Pour le personnage de Spira ça a été un peu différent. Son rôle est un vrai rôle de composition. Il me fallait un personnage qui dépasse un petit peu son propre personnage et qui dise quelque chose de son époque, un personnage qui ait déjà perdu son innocence. Pour ce qui est des acteurs ce qui compte c’est la "croyance". Quand je suis convaincu qu’un mec est le meilleur acteur du monde pour ce rôle, je crois qu’il le voit dans mes yeux. A mon tour je vois dans ses yeux qu’il croit en moi.
Dans O fim do mundo la misère se transforme en poésie, en beauté cruelle, un peu comme dans les films de Pasolini. Quels sont vos références, les réalisateurs qui vous inspirent ?
Je considère les réalisateurs italiens d’après-guerre comme mes frères d’humanité. C’est dans leurs films que j’ai vu pour la première fois des gens qui ressemblaient à ceux que je connaissais. J’ai beaucoup de mal avec le cinéma qui manque d’humanité, de texture. Dans la fiction tu peux sublimer la réalité, offrir des histoires à ces personnes qui deviennent des personnages, c’est beau comme processus. Ce que je veux c’est dépasser la réalité avec leurs histoires. Dans mes films il y a des gens qui jouent vraiment leur rôle et il y en a d’autres qui ont besoin davantage de distanciation par rapport à ce qu’ils ont vécu. Dans le cas de Spira, c’est un personnage qui a passé huit ans dans un internat…ce n’est pas rien ! Il est le produit de son époque, des institutions qui punissent à la place d’éduquer. Dans la réalité ce n’est pas Michael Spencer, l’acteur qui joue Spira, qui a vécu ça mais une autre personne.

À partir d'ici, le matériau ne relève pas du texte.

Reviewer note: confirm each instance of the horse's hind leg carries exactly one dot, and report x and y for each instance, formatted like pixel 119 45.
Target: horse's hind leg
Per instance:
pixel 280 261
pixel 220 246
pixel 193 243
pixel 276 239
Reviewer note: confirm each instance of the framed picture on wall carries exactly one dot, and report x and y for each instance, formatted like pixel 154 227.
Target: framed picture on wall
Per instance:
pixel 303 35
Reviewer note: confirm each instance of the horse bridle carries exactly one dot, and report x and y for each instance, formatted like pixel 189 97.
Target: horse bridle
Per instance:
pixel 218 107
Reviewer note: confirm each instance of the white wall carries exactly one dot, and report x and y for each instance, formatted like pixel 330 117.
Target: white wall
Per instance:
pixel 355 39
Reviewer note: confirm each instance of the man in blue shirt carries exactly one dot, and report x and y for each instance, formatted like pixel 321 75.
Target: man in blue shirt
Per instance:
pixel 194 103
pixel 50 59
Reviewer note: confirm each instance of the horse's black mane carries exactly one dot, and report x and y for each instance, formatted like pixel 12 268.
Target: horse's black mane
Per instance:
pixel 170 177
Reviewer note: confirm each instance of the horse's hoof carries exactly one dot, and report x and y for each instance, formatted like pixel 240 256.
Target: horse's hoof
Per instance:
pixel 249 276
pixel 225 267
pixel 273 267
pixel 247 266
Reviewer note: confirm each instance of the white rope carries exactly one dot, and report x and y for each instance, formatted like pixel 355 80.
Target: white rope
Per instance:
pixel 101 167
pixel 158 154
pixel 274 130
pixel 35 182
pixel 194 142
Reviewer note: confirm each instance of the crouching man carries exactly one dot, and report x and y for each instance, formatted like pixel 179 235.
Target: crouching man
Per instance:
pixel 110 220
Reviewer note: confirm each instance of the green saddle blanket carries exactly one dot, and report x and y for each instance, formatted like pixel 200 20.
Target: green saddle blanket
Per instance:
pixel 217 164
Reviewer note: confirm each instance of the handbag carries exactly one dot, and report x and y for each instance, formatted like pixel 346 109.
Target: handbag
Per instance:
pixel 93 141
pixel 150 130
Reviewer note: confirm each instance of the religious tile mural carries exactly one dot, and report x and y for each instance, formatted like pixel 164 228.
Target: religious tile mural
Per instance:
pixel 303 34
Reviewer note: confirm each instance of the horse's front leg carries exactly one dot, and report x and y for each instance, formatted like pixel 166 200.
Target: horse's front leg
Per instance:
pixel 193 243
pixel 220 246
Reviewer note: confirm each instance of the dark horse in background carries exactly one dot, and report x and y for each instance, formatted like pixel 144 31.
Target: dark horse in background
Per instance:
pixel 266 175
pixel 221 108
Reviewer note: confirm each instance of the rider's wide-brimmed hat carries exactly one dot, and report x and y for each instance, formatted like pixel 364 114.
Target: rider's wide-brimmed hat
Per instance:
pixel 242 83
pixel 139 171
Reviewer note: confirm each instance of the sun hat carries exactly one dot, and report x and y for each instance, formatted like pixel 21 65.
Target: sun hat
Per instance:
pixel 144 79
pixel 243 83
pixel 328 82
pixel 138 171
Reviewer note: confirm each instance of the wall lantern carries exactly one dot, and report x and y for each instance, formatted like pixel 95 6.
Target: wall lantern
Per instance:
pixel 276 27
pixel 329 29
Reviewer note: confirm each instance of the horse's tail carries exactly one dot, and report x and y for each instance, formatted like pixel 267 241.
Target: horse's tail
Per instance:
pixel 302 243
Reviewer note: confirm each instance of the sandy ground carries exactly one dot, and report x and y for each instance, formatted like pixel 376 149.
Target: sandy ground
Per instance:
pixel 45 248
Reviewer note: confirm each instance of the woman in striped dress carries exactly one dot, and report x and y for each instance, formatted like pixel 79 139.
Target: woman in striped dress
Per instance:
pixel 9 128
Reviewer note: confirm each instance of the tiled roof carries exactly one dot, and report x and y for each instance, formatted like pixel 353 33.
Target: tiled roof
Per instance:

Il y a des choses qui sont trop difficiles à faire jouer à la personne même qui les a vécues. C’est trop intime, il faut du respect et de la pudeur. En tant que réalisateur tu ne peux pas juste utiliser les choses. Il faut trouver une façon éthique de procéder. Pour le personnage de Spira, ce qui était important c’était de faire ressortir ce sentiment de résistance face à la modernité. Je voulais mettre en scène cette nouvelle génération qui prend le pouvoir dans le quartier, la fin d’un cycle, d’un monde.